Saarländisches Staatstheater Saarbrücken
Benjamin Britten:
PETER GRIMES / Titelpartie
25. Juni (letzte Vorstellung)
Pressestimmen und Interview

Eppaner Liedsommer
Liederabend
Beethoven, Schubert, Britten, Strauss, Santoliquido
Malcolm Martineau, Klavier

30. Juni

Orchestra della Accademia Nazionale di Santa Cecilia / Antonio Pappano
Beethoven: 9. Symphonie
4. Juli Caserta / 5. Juli Rom


Aktuell - Interview mit Brenden Gunnell


Der Tenor Brenden Gunnell gehört spätestens seit seinem erfolgreichen Glyndebourne-Debüt im Jahr 2015 endgültig zu den wichtigen Sängern seiner Zeit. Zuletzt feierte am Staatstheater Saarbrücken mit großem Erfolg sein
Rollendebüt als PETER GRIMES, eine der zentralen Rollen seines Repertoires. Bereits in der letzten Saison konnte Gunnell an der Dresdner Semperoper als Königssohn in Humperdincks KÖNIGSKINDERN debütieren. Weitere Vorstellungen führten ihn als Hans in DIE VERKAUFTE BRAUT an die Opera North in Leeds, als Laça in JENUFA ans Teatro Comunale di Bologna und als IDOMENEO an das Teatro La Fenice.

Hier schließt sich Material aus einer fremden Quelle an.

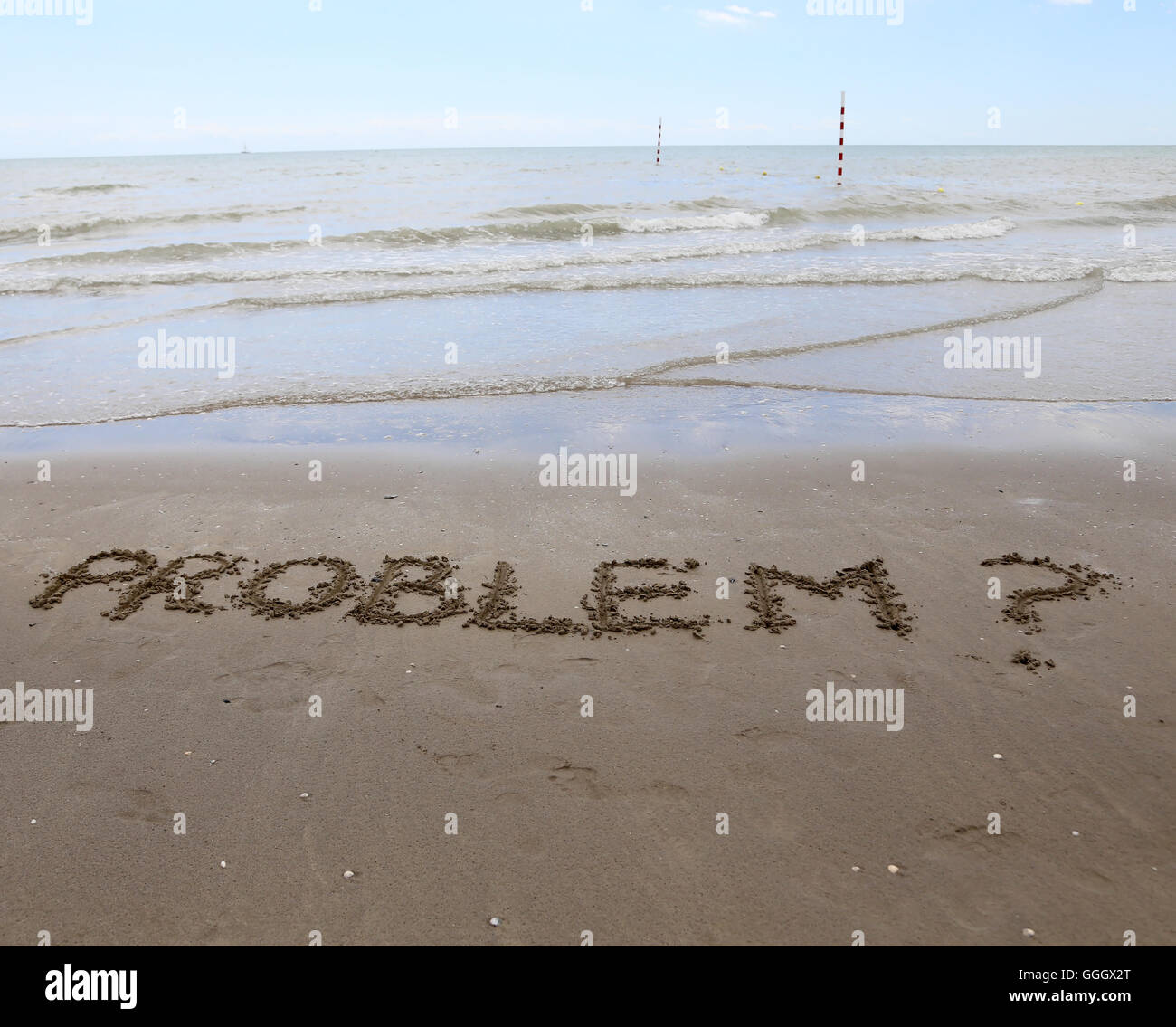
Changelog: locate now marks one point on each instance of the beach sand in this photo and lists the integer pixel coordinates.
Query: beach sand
(569, 823)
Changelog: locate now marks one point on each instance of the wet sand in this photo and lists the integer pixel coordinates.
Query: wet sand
(467, 699)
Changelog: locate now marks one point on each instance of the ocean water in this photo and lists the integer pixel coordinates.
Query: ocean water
(440, 275)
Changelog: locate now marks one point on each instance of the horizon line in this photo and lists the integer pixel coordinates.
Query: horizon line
(604, 146)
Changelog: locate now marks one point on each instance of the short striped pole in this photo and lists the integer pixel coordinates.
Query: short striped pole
(841, 142)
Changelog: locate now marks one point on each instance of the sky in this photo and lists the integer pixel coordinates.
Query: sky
(166, 77)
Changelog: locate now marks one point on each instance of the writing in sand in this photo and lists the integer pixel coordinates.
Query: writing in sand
(433, 583)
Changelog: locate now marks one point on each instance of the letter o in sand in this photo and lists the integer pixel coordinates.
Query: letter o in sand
(326, 593)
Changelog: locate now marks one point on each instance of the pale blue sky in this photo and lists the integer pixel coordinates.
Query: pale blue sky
(364, 74)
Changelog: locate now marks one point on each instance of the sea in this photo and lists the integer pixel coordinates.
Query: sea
(439, 293)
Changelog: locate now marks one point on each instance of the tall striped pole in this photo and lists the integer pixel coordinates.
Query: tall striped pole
(841, 142)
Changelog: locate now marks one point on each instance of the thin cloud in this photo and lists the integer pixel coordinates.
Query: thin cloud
(733, 14)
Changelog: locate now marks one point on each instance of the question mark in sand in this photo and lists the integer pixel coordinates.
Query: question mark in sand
(1022, 602)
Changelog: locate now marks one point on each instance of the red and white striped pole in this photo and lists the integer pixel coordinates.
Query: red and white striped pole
(841, 142)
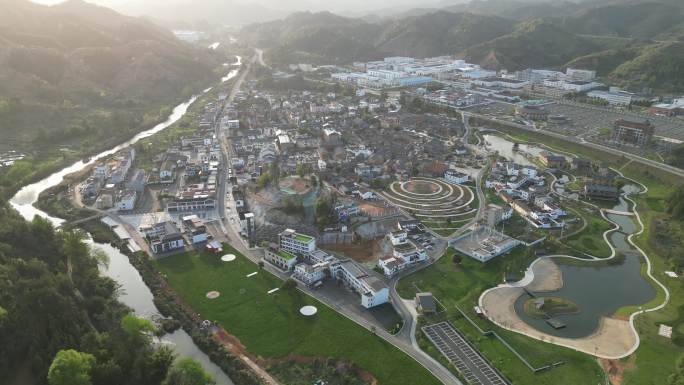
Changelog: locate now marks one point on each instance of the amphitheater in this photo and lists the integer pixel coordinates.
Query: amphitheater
(440, 205)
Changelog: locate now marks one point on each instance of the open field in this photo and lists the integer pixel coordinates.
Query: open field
(441, 206)
(655, 359)
(462, 286)
(270, 326)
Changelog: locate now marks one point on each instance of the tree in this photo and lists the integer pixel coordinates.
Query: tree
(134, 326)
(71, 368)
(188, 372)
(159, 364)
(289, 284)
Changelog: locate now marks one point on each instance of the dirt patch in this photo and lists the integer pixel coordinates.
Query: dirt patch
(616, 369)
(421, 187)
(342, 367)
(296, 185)
(363, 251)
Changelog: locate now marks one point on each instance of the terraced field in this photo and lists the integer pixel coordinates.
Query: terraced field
(442, 206)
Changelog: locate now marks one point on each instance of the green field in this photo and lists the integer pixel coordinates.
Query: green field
(590, 240)
(271, 326)
(462, 286)
(656, 357)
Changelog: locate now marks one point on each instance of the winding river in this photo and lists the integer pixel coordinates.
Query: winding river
(134, 292)
(598, 290)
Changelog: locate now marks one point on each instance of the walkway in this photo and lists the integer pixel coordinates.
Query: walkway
(465, 358)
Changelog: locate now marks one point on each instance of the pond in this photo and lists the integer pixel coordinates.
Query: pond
(598, 290)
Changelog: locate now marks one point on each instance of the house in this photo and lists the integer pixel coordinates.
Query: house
(280, 258)
(581, 166)
(494, 214)
(456, 177)
(127, 201)
(551, 160)
(164, 237)
(632, 132)
(296, 243)
(195, 228)
(310, 274)
(425, 303)
(398, 237)
(137, 181)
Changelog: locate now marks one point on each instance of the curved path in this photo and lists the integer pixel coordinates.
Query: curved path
(611, 332)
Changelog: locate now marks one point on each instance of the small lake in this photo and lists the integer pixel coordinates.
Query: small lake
(599, 291)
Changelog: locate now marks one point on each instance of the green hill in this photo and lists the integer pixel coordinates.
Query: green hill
(536, 44)
(643, 20)
(76, 74)
(440, 33)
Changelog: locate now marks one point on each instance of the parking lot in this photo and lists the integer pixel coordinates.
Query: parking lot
(467, 361)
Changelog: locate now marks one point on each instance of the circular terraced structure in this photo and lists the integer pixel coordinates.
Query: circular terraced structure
(438, 204)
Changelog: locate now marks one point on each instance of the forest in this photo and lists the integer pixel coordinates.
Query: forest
(60, 321)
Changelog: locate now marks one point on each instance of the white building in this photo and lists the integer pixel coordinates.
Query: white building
(580, 75)
(310, 274)
(127, 201)
(282, 259)
(456, 177)
(615, 96)
(398, 237)
(195, 228)
(297, 243)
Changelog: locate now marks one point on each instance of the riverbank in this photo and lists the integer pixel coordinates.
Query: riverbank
(613, 338)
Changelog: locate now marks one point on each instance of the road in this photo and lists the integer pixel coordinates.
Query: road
(635, 158)
(405, 340)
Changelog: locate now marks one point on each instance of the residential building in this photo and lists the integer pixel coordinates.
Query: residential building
(632, 132)
(453, 176)
(296, 243)
(425, 303)
(164, 237)
(551, 160)
(310, 274)
(675, 108)
(580, 75)
(495, 213)
(195, 228)
(127, 201)
(281, 258)
(614, 96)
(398, 237)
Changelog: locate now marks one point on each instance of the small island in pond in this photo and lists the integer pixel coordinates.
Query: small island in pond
(545, 307)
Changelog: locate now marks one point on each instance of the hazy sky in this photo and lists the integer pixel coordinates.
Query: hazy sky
(348, 6)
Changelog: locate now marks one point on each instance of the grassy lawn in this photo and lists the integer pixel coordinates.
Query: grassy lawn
(590, 240)
(462, 286)
(271, 326)
(655, 359)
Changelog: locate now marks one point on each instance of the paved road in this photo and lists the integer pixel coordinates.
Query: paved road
(661, 166)
(407, 345)
(467, 360)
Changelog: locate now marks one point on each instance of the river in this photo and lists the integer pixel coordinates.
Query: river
(134, 292)
(598, 290)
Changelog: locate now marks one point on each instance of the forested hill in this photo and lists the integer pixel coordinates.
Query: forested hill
(631, 42)
(76, 76)
(52, 299)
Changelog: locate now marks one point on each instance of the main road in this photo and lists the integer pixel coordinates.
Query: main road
(635, 158)
(404, 341)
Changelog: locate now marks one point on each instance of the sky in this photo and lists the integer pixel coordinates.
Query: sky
(165, 8)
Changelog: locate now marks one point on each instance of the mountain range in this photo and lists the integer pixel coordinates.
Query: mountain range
(635, 44)
(77, 71)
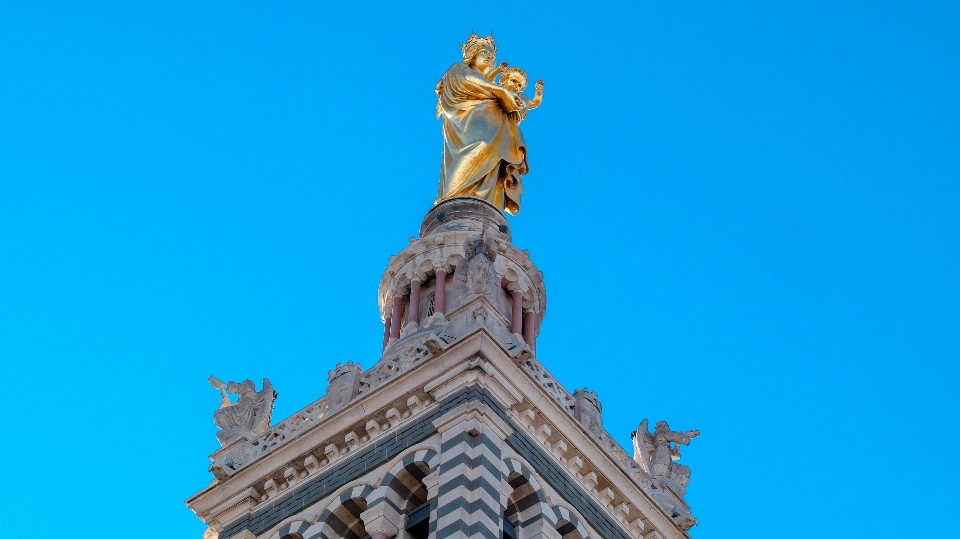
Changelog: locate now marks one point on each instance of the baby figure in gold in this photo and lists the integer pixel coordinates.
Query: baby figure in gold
(515, 80)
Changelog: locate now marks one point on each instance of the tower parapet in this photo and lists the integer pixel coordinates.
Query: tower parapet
(463, 254)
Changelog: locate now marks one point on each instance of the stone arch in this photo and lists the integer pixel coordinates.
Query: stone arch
(569, 525)
(402, 486)
(295, 529)
(526, 504)
(341, 519)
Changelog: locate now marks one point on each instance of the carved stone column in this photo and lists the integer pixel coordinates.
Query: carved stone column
(440, 297)
(414, 309)
(516, 323)
(386, 331)
(382, 520)
(397, 316)
(530, 330)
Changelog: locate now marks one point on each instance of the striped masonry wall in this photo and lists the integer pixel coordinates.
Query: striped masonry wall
(460, 459)
(526, 505)
(469, 497)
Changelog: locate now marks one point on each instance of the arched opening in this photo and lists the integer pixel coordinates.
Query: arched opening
(408, 493)
(345, 522)
(568, 530)
(523, 505)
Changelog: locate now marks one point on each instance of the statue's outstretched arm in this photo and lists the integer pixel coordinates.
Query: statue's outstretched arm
(537, 97)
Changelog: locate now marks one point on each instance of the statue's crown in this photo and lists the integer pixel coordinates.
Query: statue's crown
(475, 42)
(513, 70)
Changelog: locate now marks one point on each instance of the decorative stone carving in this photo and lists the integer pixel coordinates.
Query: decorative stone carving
(655, 453)
(249, 416)
(481, 253)
(586, 408)
(343, 385)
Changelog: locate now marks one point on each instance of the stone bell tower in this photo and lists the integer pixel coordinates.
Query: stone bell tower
(457, 430)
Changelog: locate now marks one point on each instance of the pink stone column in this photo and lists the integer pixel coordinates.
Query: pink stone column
(516, 324)
(397, 318)
(386, 331)
(529, 331)
(414, 315)
(441, 294)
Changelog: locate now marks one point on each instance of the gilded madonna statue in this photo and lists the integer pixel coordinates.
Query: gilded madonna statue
(484, 155)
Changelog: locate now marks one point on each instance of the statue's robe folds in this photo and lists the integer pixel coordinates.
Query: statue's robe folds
(484, 155)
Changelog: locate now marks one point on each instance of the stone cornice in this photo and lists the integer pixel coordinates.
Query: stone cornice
(474, 359)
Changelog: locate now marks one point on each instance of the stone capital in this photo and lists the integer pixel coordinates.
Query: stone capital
(540, 529)
(382, 518)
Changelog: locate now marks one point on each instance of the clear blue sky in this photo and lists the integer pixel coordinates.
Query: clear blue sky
(746, 214)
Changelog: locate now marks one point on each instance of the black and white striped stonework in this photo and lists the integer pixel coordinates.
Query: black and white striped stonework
(526, 505)
(342, 519)
(569, 525)
(469, 499)
(402, 488)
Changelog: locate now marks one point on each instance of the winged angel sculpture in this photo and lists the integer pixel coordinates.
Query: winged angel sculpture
(249, 416)
(656, 452)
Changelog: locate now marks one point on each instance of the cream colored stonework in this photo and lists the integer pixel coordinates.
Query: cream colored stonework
(436, 358)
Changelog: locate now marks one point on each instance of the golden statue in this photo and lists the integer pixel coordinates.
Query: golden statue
(484, 155)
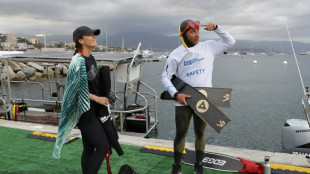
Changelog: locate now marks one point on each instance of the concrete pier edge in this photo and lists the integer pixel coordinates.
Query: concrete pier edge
(253, 155)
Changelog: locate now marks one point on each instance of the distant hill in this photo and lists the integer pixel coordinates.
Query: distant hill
(167, 43)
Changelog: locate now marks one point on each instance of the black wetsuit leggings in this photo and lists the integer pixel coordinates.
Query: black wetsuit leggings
(95, 146)
(183, 115)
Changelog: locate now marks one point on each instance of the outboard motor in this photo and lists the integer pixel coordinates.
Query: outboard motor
(296, 137)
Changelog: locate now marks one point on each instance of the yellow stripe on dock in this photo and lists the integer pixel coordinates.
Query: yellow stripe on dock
(167, 149)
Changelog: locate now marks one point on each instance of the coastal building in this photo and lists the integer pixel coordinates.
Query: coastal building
(34, 41)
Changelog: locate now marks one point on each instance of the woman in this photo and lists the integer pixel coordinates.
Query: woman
(81, 101)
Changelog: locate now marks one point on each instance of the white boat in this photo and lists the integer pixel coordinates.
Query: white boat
(306, 53)
(6, 53)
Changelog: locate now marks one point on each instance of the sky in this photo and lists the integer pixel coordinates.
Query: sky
(257, 20)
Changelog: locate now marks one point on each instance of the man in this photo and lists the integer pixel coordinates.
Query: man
(192, 62)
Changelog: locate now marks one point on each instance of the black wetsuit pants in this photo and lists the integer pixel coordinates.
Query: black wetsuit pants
(183, 115)
(95, 146)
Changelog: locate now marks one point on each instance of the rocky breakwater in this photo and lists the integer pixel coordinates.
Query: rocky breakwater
(32, 70)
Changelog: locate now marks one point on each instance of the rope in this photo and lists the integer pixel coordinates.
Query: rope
(302, 82)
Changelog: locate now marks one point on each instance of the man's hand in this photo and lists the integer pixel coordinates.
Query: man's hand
(209, 26)
(181, 98)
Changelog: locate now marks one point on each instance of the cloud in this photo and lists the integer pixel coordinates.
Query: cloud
(245, 19)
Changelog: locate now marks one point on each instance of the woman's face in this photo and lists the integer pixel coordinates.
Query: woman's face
(89, 41)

Wichtige zukünftige Opernengagements sind der Maler in Bergs LULU am Teatro dell’Opera di Roma, Hüon in Webers OBERON an der Bayerischen Staatsoper München und an der Oper Köln, Bob Boles und cover Peter Grimes in PETER GRIMES an der Chicago Lyric Opera (März 2018) und David in DIE MEISTERSINGER im Peking Oper, Beijing China (Juni 2018).


Zukünftige Konzerte führen ihn unter anderem mit Strawinskys OEDIPUS REX zum Rai Torino (Juraj ValĨuha), mit Beethovens MISSA SOLEMNIS zur Bachakademie Stuttgart, CANDIDE in die Musikhalle Hamburg zu den Hamburger Symphonikern (Jeffrey Tate), mit Galakonzerten (Szenen aus WALKÜRE und ARIADNE AUF NAXOS/Live–Übertragung) wiederum zum Rai Torino (Jeffrey Tate), mit einem Liederabend zum Eppaner Liedsommer zusammen mit Malcolm Martineau, Beethovens 9e mit der Accademia Nazionale di Santa Cecilia (Antonio Pappano) nach Caserta und Rom,  mit GOLGOTHA von Frank Martin zur Bachakademie Stuttgart, nach Basel und in die Tonhalle Zürich, mit Mahlers KLAGENDES LIED zum Radio Filharmonisch Orkest Amsterdam und noch einmal zum Rai Torino (James Conlon), mit Schumanns DAS PARADIES UND DIE PERI zur Accademia Nazionale di Santa Cecilia (Daniele Gatti) sowie Liszts FAUST SYMPHONIE mit London Symphony Orchestra (Antonio Pappano).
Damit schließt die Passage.